7. The court does not have the power to validate an invalid law or to legalise impost of tax illegally made and collected or to remove the norm of invalidation or provide a remedy. These are not judicial functions but the exclusive province of the Legislature. Therefore, they are not the encroachment on judicial power;
8. In exercising legislative power, the Legislature by mere declaration, without anything more, cannot directly overrule, revise or override a judicial decision. It can render judicial decision ineffective by enacting valid law on the topic within its legislative field fundamentally altering or changing its character retrospectively. The changed or altered conditions are such that the previous decision would not have been rendered by the court, if those conditions had existed at the time of declaring the law as invalid. It is also empowered to give effect to retrospective legislation with a deeming date or with effect from a particular date. The Legislature can change the character of the tax or duty from impermissible to permissible tax but the tax or levy should answer such character and the Legislature is competent to recover the invalid tax validating such a tax or removing the invalid base for recovery from the subject or render the recovery from the State ineffectual.

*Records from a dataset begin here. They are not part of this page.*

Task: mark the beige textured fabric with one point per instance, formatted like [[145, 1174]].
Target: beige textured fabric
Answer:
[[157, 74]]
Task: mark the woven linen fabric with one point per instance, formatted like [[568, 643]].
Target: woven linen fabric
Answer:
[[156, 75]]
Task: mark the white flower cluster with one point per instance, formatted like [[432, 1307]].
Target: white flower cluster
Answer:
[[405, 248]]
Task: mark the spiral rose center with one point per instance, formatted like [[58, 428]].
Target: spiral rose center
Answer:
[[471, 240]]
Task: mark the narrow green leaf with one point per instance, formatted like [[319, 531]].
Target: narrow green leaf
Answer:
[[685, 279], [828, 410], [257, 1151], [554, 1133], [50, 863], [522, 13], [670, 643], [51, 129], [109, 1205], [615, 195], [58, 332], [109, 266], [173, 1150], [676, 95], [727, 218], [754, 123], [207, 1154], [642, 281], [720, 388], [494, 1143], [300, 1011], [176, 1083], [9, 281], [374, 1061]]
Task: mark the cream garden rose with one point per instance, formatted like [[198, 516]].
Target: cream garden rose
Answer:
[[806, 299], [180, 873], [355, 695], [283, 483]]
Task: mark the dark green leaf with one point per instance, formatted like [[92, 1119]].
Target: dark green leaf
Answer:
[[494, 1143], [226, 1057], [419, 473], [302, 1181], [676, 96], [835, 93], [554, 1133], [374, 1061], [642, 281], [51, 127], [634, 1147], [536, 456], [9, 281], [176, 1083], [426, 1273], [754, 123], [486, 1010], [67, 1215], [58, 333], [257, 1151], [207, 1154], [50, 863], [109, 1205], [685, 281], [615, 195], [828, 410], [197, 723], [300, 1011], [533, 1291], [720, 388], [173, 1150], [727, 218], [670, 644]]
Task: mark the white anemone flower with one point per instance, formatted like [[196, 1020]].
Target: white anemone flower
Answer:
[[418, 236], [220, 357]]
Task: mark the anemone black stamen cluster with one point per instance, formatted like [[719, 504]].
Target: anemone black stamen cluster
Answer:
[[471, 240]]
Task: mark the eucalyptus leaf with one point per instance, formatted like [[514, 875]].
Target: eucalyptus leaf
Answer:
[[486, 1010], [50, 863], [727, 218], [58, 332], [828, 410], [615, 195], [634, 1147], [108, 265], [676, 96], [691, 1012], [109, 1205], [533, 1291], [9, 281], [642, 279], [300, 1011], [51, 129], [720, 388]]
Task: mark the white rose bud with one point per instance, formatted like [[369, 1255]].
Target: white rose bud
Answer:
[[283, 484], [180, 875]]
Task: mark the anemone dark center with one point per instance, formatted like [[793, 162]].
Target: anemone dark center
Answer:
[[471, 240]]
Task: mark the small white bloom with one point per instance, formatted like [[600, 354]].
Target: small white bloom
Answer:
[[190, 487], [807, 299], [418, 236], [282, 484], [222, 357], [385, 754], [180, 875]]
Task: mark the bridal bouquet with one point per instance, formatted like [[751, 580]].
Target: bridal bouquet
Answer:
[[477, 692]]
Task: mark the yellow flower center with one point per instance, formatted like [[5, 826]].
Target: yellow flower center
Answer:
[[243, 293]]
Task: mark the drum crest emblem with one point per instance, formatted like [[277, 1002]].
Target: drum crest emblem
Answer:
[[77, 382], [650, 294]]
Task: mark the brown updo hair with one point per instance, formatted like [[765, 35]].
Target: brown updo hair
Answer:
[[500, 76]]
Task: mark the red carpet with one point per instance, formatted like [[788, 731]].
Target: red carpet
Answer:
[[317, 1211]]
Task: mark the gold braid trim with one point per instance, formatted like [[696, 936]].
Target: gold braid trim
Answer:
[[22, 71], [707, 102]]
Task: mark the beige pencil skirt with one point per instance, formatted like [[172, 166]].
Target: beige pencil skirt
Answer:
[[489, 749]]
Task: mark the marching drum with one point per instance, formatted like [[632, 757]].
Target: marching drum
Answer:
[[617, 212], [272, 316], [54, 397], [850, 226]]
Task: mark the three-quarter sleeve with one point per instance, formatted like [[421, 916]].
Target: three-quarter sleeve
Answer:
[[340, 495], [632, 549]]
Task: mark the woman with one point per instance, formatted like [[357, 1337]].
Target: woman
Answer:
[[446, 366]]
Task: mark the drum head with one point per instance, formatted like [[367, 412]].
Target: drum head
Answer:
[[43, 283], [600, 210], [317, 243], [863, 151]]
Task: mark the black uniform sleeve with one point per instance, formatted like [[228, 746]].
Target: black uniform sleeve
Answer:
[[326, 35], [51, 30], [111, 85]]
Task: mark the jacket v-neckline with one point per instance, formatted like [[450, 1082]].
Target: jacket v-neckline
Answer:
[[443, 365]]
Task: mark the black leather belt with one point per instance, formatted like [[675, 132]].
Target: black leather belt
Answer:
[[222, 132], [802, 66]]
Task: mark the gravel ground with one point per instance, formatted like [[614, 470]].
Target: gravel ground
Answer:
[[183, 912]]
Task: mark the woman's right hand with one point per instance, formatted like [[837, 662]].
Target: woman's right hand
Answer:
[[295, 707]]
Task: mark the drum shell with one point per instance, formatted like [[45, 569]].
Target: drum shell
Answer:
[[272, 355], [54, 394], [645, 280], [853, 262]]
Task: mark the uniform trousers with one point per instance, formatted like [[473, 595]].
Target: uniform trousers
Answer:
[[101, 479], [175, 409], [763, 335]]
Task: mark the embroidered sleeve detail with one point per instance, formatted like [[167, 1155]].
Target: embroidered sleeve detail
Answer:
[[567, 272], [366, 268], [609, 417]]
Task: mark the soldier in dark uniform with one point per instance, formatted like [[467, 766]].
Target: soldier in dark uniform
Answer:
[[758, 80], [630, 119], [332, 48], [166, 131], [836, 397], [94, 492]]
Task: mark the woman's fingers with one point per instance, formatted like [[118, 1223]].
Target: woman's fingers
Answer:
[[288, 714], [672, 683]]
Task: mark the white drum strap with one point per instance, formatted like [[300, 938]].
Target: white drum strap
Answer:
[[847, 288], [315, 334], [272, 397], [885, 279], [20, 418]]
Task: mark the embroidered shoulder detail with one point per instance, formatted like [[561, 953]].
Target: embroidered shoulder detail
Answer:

It is competent for the Legislature to enact the law with retrospective effect and authorise its agencies to levy and collect the tax on that basis, make the imposition of levy collected and recovery of the tax made valid, notwithstanding the declaration by the court or the direction given for recovery thereof;
9. The consistent thread that runs through all the decisions of this Court is that the Legislature cannot directly overrule the decision or make a direction as not binding on it but power to make the decision ineffective by removing the base on which the decision was rendered, consistent with the law of the Constitution and the Legislature must have competence to do the same.